- Born: March 25, 1935 Lares, Puerto Rico
- Died: June 13, 2018 (aged 83) Caguas, Puerto Rico
- Occupations: poet, actor

= Samuel Molina (actor) =

Puerto Rican actor and writer (1935–2018)

Samuel Molina (25 March 1935 – 13 June 2018) was a Puerto Rican actor, writer, poet, screenwriter, songwriter and declaimer. He is best known for acting in several Puerto Rican television telenovelas, such as 1985's Tanairi, and films. He was also a comedian.

== Biography ==
Molina was born in Lares. After attending the University of Puerto Rico, he moved to the United States, setting in New York, New York. He studied acting at New York, at the American Academy of Dramatic Arts.

In 1958, at the age of 23, Molina debuted in theater, on a play named "A Media Luz, Los Tres" (" The Three at Half-Dark"). That play enabled him to establish himself as a theatrical actor and was soon followed by many other theatrical productions. His portrayal of a robber in "Obrero lleno de Lluvia" ("Rain Soaked Worker") earned him general praise from critics.

Soon, Molina was starring in some theatrical plays, such as "Mirándo hacia Atrás con Ira" ("Looking Behind With Anger"), "Monserrat", "Deseo bajo los Olmos" ("Desire Under the Elms"), "Todos Eran Mis Hijos" ("They Were all my Children") and "Tiempo Muerto" ("Dead Time").

In 1970, Molina moved to underground theater, producing a play named "Tiempo Presente" ("Current Times"), a political satire that was shown at La Tea theater in his home country. The play was well received. The busy actor also toured New York City and the Dominican Republic as a poet, presenting himself in shows at those two locations. He also became a composer, and some of his songs were recorded by Puerto Rican singing legend, Danny Rivera.

By then, Molina was also a television actor, featured on many telenovelas of the era such as "El Regreso" ("The Return"), "Tormento" ("Torment") and "Pueblo Chico" ("Small Town"). He also won an Agueybana award, akin, at the time, to the Oscars in Puerto Rico.

In 1976, Molina wrote a book, which he titled "Hombre y Camino" ("A Man and His Journey"), publication which earned him the prestigious Bolivar Pagán writers' award and also an award by the New York Iberian-American Poets and Writers Circle. He also wrote, in 1978, the poems book
"Jesú Pobre" ("Poor Jesus", spelled "Jesú" by Molina) as well as "Dos Actos de Locura" ("Two Acts of Craziness"), which was a collection of stories.

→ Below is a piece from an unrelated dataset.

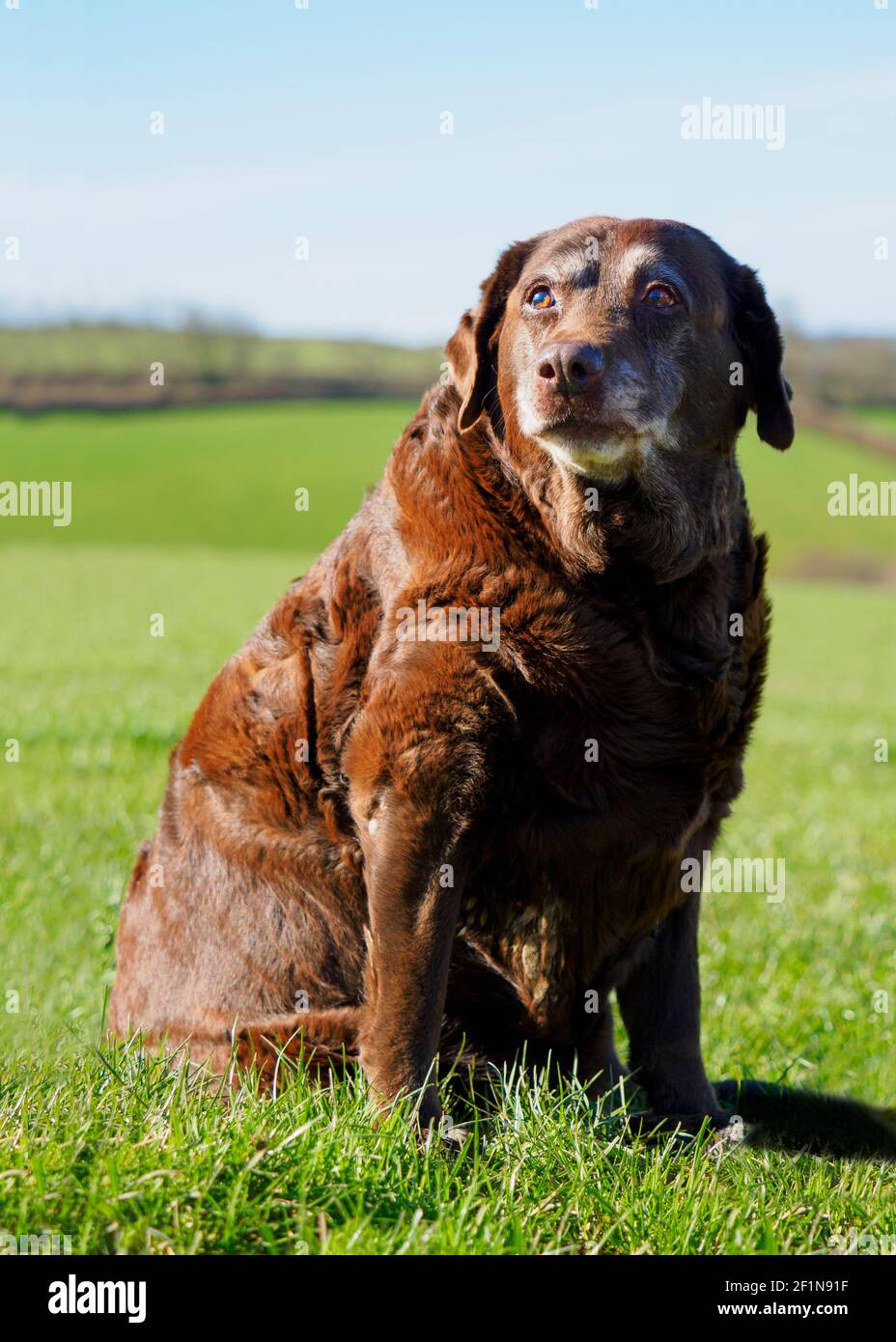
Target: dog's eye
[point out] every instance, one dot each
(661, 295)
(541, 298)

During the late 1970s also, Molina acted in some Puerto Rican television comedy productions, namely "Esto no tiene Nombre" ("This has no Name"), "Desafio a los Genios" ("Challenging the Geniuses")-the latter two produced by Tommy Muniz- and Luisito Vigoreaux's productions, "La Familia Politica" ("The In-Laws"), as well as "Sin Ton ni Son" ("Without Ton or Sound") and "Ahi Va Eso!" ("There Goes That!"), which were Producciones Astra productions.

Molina traveled to Mexico early in the 1980s to participate in that country's well-established telenovela industry, hired by Televisa. He acted in such telenovelas as "Chispita" in 1982 alongside famous actress and singer Lucero. He also acted in a film named "Maten al Leon!" ("Kill the Lion!").

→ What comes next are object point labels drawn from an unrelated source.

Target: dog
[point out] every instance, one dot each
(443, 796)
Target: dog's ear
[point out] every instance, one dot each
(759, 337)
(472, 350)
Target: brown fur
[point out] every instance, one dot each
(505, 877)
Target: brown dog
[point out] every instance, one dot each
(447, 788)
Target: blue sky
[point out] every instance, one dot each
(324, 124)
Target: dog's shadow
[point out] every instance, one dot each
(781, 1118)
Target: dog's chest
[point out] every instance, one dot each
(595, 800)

While in Mexico, Molina became a playwright, writing what later became theater plays, "La Visita del Extraňo" ("The Stranger's Visit") and "El Pequeňo Dios y su Madre" ("Little God and His Mother"). He also began writing satirical stories during this era.

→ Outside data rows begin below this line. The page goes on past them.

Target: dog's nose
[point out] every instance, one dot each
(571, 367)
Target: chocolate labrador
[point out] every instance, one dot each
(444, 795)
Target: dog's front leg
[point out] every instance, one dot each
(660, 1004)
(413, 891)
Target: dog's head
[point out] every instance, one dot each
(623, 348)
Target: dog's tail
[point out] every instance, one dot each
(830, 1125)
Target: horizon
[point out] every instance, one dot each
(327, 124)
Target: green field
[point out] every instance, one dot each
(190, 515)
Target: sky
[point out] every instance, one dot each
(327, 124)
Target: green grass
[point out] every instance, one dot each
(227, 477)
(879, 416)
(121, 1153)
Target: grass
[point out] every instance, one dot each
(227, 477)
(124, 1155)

In 1980, Molina's play "Tiempo Para la Ira" ("Time For Anger") debuted on Puerto Rican theaters, specifically at the XXII Puerto Rican Theater Festival. It starred Luz Maria Rondon and Victor Arrillaga. Molina also returned to theater acting during that year, in "Cronica de un Secuestro" ("Story of a Kidnapping"), in which he acted alongside Jaime Bello. among others. Molina also adapted Miguel Melendez Munoz's "Yuyo" to be showcased on theater and on television as a telenovela.

In 1985, he played a major character in the Telemundo, canal 2 telenovela classic, "Tanairi".

During the 1990s, Molina kept acting, including the Hollywood production, "A Show of Force" (about the Cerro Maravilla murder case), as well as some made for television movies and telenovelas. But he began to steadily retire from public view. In 2007, he had a role in "Illegal Tender", which was partly filmed in Puerto Rico.

== Death ==
Molina died on Wednesday, 13 June 2018, after a two-week hospitalization at the HIMA hospital in Caguas, following a brain stroke.